Это было в 13-м году, до войны, т. к. тогда мой отец был еще юрисконсультом австрийского посольства, и, между прочим, к нему иногда обращались за советом приезжавшие на гастроли и не поладившие с антрепренером австрийские актеры, акробаты, эксцентрично одетые шантанные певицы, тирольцы с голыми коленками… но первое появление Маяковского в цилиндре и черном пальто, а под ним — желтой кофте-распашонке, привело открывшую ему горничную в такое смятение, что она шарахнулась от него в комнаты за помощью.
Летом 14-го года мама и я отвезли в Берлин заболевшего отца. Там ему сделали операцию, наступило временное улучшение, он поправился, встал, ходил. Объявление войны застало нас в санатории под Берлином. Пришлось спешно бежать оттуда, в объезд, через Скандинавию. По возвращении в Москву как будто поправившийся отец начал по-прежнему работать.
В это время Маяковский бывал у меня часто, может быть, ежедневно. Вижу его у меня в комнате, он сидит, размалевывает свои лубки военных дней (очевидно, то было в августе-сентябре 14-го года):
Плыли этим месяцем
Турки с полумесяцем.
С криком "Дейчланд юбер аллее!"
Немцы с поля убирались.
Австрияки у Карпат
Поднимали благой мат.
Возможно, что именно эти лубки были сделаны у меня, уж очень крепко засели в голове подписи к ним. Володя малюет, а я рядом что-нибудь зубрю, случалось, правлю ему орфографические ошибки.
Вижу себя в гостиной, у рояля (я тогда училась в музыкальной школе Гнесиных, у Ольги Фабиановны), а Володя ходит за моей спиной и бурчит: стихи пишет. Он любил под музыку.

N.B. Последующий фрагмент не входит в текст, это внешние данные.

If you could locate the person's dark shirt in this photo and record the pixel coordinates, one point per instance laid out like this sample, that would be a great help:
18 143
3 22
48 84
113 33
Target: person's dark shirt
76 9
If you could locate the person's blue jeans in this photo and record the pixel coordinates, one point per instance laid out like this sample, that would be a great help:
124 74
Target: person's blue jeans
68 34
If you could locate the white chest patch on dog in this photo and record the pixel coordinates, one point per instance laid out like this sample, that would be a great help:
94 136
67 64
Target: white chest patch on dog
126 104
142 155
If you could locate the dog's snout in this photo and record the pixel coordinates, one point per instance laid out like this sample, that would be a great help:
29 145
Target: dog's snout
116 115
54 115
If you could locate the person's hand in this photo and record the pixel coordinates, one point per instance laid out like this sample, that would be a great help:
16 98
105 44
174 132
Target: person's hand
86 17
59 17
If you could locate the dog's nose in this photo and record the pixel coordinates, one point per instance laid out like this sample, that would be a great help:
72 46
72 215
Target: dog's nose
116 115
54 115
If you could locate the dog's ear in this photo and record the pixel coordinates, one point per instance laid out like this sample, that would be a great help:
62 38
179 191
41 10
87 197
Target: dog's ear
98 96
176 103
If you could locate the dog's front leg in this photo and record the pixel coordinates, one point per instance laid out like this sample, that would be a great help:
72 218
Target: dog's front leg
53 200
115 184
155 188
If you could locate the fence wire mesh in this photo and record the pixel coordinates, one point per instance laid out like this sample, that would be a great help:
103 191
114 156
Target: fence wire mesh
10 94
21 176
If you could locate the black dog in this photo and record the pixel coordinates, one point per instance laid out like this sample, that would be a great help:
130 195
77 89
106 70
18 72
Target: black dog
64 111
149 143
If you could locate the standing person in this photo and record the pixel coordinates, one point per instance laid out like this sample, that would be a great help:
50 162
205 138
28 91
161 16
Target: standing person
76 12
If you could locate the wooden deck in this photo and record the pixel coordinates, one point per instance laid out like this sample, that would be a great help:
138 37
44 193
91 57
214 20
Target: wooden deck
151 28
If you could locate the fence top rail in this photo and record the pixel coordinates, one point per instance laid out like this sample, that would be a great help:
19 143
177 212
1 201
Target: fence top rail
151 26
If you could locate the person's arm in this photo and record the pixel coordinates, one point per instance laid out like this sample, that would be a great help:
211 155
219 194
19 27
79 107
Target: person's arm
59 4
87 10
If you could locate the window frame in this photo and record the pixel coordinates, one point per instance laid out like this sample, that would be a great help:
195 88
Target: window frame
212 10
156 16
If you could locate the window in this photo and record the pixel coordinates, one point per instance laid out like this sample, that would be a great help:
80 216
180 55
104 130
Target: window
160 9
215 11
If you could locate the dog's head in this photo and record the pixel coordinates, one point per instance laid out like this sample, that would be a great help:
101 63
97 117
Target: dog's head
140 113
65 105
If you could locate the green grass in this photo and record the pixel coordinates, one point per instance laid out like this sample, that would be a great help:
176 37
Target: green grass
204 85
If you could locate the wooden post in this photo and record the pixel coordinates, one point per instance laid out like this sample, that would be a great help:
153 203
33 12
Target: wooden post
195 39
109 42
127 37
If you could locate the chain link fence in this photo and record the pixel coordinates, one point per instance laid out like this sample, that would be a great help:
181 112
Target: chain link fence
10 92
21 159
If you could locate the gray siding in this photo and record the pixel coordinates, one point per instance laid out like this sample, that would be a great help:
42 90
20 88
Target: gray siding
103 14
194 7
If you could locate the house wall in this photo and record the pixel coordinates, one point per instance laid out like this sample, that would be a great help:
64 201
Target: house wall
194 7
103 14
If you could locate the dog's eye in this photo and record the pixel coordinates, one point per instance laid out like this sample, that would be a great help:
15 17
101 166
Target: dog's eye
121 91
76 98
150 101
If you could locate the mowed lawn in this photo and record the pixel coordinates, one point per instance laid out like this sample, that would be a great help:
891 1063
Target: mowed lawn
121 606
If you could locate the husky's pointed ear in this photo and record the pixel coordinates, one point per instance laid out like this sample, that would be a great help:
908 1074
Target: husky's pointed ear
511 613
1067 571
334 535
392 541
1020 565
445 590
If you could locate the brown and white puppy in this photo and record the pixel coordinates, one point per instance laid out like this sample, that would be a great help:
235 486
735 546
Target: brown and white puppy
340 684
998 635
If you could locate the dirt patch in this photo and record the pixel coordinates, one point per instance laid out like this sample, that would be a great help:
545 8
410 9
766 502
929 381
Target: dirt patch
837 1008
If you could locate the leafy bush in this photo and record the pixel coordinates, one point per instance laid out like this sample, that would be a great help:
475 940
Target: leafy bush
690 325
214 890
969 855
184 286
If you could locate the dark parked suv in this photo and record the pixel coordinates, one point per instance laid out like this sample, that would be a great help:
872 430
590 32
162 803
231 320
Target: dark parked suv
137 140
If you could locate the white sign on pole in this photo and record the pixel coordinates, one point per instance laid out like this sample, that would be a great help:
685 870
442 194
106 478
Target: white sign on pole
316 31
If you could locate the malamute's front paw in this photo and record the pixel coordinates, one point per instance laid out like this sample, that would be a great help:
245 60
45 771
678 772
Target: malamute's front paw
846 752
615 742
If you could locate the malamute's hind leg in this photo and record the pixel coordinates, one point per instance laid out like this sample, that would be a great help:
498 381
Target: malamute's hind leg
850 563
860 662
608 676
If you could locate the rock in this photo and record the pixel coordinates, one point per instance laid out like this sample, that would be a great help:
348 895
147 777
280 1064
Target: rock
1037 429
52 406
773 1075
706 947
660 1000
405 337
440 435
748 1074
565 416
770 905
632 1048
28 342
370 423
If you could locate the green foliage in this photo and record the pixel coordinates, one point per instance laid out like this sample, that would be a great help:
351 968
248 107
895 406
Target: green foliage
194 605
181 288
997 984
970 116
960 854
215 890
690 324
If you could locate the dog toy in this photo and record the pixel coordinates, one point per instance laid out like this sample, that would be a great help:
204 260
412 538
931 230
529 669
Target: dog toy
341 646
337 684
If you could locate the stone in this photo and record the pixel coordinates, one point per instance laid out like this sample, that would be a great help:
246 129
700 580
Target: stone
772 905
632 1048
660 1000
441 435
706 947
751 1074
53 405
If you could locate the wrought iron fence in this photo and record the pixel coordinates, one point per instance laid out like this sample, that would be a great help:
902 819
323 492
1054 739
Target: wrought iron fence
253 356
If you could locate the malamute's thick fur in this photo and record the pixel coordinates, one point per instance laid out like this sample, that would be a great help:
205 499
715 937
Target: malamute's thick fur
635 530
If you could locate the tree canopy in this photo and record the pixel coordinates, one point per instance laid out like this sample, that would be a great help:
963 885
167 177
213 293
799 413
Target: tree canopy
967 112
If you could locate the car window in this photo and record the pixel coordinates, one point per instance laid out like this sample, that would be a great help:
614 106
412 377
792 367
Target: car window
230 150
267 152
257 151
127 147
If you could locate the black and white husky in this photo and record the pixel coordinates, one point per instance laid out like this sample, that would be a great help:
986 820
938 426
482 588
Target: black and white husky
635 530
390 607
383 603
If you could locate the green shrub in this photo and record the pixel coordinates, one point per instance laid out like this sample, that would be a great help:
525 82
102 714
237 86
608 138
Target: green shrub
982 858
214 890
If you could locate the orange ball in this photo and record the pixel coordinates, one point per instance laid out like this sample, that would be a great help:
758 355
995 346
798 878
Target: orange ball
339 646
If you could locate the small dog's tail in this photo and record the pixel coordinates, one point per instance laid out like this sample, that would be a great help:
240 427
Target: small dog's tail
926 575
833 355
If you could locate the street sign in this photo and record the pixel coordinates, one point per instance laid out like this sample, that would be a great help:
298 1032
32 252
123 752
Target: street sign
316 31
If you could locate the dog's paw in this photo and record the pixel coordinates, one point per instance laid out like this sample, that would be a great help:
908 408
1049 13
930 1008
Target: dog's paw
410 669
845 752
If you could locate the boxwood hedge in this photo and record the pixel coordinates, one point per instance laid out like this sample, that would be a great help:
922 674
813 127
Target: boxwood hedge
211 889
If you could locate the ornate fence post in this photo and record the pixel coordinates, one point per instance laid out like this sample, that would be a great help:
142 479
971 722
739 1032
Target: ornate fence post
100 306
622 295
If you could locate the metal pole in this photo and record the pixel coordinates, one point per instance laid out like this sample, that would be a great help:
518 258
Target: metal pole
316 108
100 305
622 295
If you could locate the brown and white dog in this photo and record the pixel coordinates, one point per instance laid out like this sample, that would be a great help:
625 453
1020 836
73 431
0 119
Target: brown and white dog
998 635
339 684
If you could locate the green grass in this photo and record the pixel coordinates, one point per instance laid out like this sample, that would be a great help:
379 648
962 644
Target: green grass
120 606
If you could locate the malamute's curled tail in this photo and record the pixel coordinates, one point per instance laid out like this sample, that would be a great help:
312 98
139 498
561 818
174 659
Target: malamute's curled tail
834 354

А еще помню его за ужином: за столом папа, мама, Володя и я. Володя вежливо молчит, изредка обращаясь к моей матери с фразами, вроде: "Простите, Елена Юльевна, я у вас все котлеты сжевал…", и категорически избегая вступать в разговоры с моим отцом. Под конец вечера, когда родители шли спать, мы с Володей переезжали в отцовский кабинет, с большим письменным столом, с ковровым диваном и креслами на персидском ковре, книжным шкафом… Но мать не спала, ждала, когда же Володя наконец уйдет, и по нескольку раз, уже в халате, приходила его выгонять: "Владимир Владимирович, вам пора уходить!" Но Володя нисколько не обижаясь, упирался и не уходил. Наконец, мы в передней, Володя влезает в пальто и тут же попутно вспоминает о существовании в доме швейцара, которого придется будить и для которого у него даже гривенника на чай не найдется. Здесь кадр такой: я даю Володе двугривенный для швейцара, а в Володиной душе разыгрывается борьба между так называемым принципом, согласно которому порядочный человек не берет денег у женщины, и неприятным представлением о встрече с разбуженным швейцаром. Володя берет серебряную монетку, потом кладет ее на подзеркальник, опять берет, опять кладет… и наконец уходит навстречу презрительному гневу швейцара, но с незапятнанной честью.